Los antebrazos de Zion Harvey todavía están muy vendados, pero sus nuevas manos eran visibles cuando, sonriente, se reunió con los médicos para una conferencia de prensa. Allí demostró su agarre, aún débil, y describió el despertarse con nuevas manos como “raro al principio, pero luego bien”. Zion agradeció a su familia y médicos por ayudarlo en su “experiencia difícil”.

Este nene de ocho años es el primero en recibir un trasplante de manos infantil. La operación se realizó hace algunas semanas en el hospital pediátrico de Filadelfia.
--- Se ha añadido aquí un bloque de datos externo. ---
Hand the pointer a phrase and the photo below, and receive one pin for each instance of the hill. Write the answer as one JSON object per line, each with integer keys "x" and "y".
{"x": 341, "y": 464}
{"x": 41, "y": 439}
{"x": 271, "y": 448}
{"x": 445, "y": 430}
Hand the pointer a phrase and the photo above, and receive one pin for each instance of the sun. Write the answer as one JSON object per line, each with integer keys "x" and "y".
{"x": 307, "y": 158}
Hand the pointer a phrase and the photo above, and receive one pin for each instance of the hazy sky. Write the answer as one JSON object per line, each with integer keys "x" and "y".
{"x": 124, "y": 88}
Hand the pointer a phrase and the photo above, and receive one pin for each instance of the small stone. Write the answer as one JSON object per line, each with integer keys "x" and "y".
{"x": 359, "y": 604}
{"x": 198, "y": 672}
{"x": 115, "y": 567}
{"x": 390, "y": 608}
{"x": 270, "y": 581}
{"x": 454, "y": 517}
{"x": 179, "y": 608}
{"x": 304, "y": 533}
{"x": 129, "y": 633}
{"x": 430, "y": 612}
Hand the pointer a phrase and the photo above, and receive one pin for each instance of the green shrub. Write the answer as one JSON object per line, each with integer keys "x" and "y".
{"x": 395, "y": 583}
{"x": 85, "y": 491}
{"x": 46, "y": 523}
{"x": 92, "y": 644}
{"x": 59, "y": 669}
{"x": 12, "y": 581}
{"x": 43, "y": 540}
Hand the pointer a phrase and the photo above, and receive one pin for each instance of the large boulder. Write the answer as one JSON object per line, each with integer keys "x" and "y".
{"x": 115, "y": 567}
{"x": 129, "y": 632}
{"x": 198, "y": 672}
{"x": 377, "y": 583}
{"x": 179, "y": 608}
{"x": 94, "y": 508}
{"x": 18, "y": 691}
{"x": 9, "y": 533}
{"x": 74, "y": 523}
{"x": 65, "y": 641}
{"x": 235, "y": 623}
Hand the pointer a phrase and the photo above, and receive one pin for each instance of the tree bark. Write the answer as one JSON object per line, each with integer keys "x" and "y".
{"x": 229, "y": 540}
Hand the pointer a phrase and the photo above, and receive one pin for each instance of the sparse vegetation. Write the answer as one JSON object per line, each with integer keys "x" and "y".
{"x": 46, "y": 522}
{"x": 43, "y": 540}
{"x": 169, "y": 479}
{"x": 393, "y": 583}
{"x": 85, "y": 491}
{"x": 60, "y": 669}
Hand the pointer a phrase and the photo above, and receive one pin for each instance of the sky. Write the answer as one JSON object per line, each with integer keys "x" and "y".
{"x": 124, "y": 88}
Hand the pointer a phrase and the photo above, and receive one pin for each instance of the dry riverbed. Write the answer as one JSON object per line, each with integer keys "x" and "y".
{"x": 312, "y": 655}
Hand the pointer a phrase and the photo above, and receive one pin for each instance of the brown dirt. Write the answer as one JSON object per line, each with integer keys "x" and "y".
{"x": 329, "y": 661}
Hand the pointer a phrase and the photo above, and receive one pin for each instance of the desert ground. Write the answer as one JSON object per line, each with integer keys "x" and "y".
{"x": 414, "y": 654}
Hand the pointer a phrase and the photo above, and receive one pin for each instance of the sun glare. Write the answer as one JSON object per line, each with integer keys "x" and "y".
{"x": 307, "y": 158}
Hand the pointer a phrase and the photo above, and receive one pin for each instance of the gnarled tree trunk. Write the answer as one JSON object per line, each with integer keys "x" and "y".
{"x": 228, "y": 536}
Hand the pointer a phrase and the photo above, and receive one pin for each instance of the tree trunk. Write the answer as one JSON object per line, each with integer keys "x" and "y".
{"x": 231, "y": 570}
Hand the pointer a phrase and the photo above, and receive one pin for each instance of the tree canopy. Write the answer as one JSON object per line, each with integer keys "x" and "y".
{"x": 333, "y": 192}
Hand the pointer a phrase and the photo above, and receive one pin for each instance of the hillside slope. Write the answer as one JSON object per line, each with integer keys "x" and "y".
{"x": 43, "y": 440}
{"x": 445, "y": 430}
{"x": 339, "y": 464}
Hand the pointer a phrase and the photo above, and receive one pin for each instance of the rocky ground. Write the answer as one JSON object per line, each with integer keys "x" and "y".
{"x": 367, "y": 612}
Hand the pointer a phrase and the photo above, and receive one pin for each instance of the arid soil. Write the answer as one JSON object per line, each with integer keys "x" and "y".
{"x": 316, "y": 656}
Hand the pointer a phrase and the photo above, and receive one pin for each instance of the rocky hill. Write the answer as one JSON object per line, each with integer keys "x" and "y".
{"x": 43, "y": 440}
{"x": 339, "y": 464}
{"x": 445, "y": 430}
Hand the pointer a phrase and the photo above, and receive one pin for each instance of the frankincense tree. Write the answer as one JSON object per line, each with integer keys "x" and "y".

El equipo médico de 40 personas utilizó placas de acero y tornillos para unir los huesos viejos y nuevos. Los cirujanos reconectaron meticulosamente las arterias, venas, músculos, tendones y nervios de Zion.

Zion contrajo sepsis, una infección generalizada que le provocó múltiples fallas en los órganos que forzaron la amputación de manos y pies. A los 4 años necesitó un trasplante de riñones y recibió el órgano de su madre. Posee prótesis en las piernas que le permiten ser un niño activo y aprendió a utilizar sus antebrazos para escribir, comer y jugar videojuegos.

Su mamá, Pattie Ray, declaró: “No fue un riesgo mayor al de un trasplante de riñón. Así que sentí que estaba dispuesta a correr ese riesgo por él, si quería, para que pudiera jugar fútbol americano y en el parque”.